Remember these four points:
- Losses are hard to cap (many designs cut losses slowly or not at all, so floating loss can become fatal)
- They rely on “it will come back”, so strong trends or shock moves can wipe them out quickly
- Win rate and profit factor can look artificially strong (one blow-up can erase months of gains)
- They don’t mix well with compounding (increasing lot size often increases the speed of a blow-up)
Finally, if you’re unsure when picking an EA, prioritize these two checks:
(1) Does it cap losses with a realistic SL? and (2) Is risk per trade fixed?
Even just these two can greatly reduce the chance of getting wiped out in one hit.
Related: EA Robustness Explained: How to Choose a Forex Trading Robot That Won’t Blow Up
FAQ
- Q. If the balance curve looks smooth, can I assume the EA is safe?
- A. No. Grid EAs can keep collecting small profits while carrying floating losses, so the balance curve often looks clean. Don’t judge by balance alone—check equity drawdown and the gap between balance and equity.
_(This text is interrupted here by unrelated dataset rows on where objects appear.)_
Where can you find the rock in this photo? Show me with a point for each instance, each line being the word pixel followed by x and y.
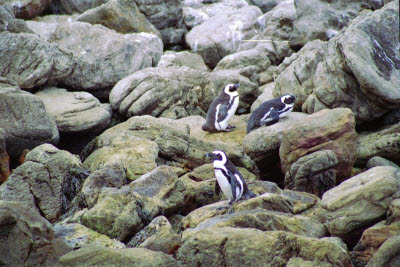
pixel 262 146
pixel 77 236
pixel 27 238
pixel 366 197
pixel 384 143
pixel 25 121
pixel 313 173
pixel 183 58
pixel 28 9
pixel 175 141
pixel 142 157
pixel 379 161
pixel 176 92
pixel 298 76
pixel 343 68
pixel 322 20
pixel 219 246
pixel 387 254
pixel 57 178
pixel 31 62
pixel 326 130
pixel 71 6
pixel 75 112
pixel 372 238
pixel 157 236
pixel 10 23
pixel 4 158
pixel 91 256
pixel 122 16
pixel 98 68
pixel 221 34
pixel 265 220
pixel 109 176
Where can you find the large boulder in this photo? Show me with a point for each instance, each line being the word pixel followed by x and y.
pixel 27 239
pixel 226 246
pixel 75 112
pixel 176 92
pixel 25 121
pixel 47 182
pixel 31 62
pixel 325 130
pixel 221 34
pixel 95 256
pixel 122 16
pixel 99 67
pixel 360 201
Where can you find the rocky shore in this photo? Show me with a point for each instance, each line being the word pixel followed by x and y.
pixel 102 151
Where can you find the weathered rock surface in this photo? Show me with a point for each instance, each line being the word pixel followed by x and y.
pixel 122 16
pixel 27 238
pixel 313 173
pixel 326 130
pixel 384 143
pixel 142 158
pixel 98 68
pixel 361 200
pixel 176 92
pixel 25 121
pixel 46 182
pixel 213 41
pixel 93 255
pixel 77 236
pixel 75 112
pixel 30 61
pixel 219 246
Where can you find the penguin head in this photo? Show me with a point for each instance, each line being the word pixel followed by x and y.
pixel 288 99
pixel 218 155
pixel 231 89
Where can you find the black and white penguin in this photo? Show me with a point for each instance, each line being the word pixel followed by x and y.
pixel 221 110
pixel 269 112
pixel 229 178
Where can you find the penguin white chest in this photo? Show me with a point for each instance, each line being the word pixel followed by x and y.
pixel 224 184
pixel 222 125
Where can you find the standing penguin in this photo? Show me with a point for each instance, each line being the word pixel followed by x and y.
pixel 221 110
pixel 269 112
pixel 229 178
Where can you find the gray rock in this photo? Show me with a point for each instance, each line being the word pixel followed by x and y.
pixel 94 256
pixel 75 112
pixel 27 9
pixel 176 92
pixel 318 19
pixel 220 246
pixel 361 200
pixel 343 68
pixel 10 23
pixel 184 58
pixel 77 236
pixel 313 173
pixel 57 178
pixel 221 34
pixel 25 121
pixel 98 68
pixel 384 143
pixel 379 161
pixel 122 16
pixel 27 238
pixel 31 62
- Q. Will lowering leverage make a grid EA safer?
- A. Often it does the opposite. With lower leverage, margin requirements are heavier, so the same adverse move can break your margin level sooner and trigger stop-out earlier. That’s why “low leverage = safe” doesn’t always apply to grid EAs.
- Q. Is a grid EA okay if it doesn’t use martingale (no lot increase)?
- A. It may reduce the risk a bit, but the core problem remains. Even with fixed lots, the strategy can keep holding losses while waiting for a pullback. In a non-reverting market, that can still lead to long bag-holding, margin lock-up, and forced liquidation.
- Q. If an EA recommends a large balance and high leverage, does that mean it’s “professional”?
- A. Not necessarily. Grid EAs often look “more stable” with a bigger balance because the account has more buffer. What matters more than the recommended balance is how losses are capped (SL, max positions, exit rules, etc.).
- Q. If the forward test has been up-only for 6–12 months, can I trust it?
- A. Not by itself. Grid EAs can look great in certain market conditions and break when conditions change. Treat forward tests as reference only, and check equity drawdown disclosure, full trade history transparency, and worst-case risk together.
- Q. Is an HTML backtest report enough to judge risk?
- A. Sometimes it isn’t. Even if the report numbers and balance curve look good, floating-loss risk can be easy to miss. If possible, view the backtest with balance and equity together and check for divergence and sharp equity drops.
- Q. So what kind of EA should I choose instead?
- A. Beginners should start with these conditions: (1) a realistic SL that caps losses, (2) fixed risk per trade (e.g., 0.5%–1%), (3) decent RR (roughly 1.5–2.0+), and (4) robustness across symbols and periods (not overfitted). The more boxes it checks, the higher the chance it survives long term.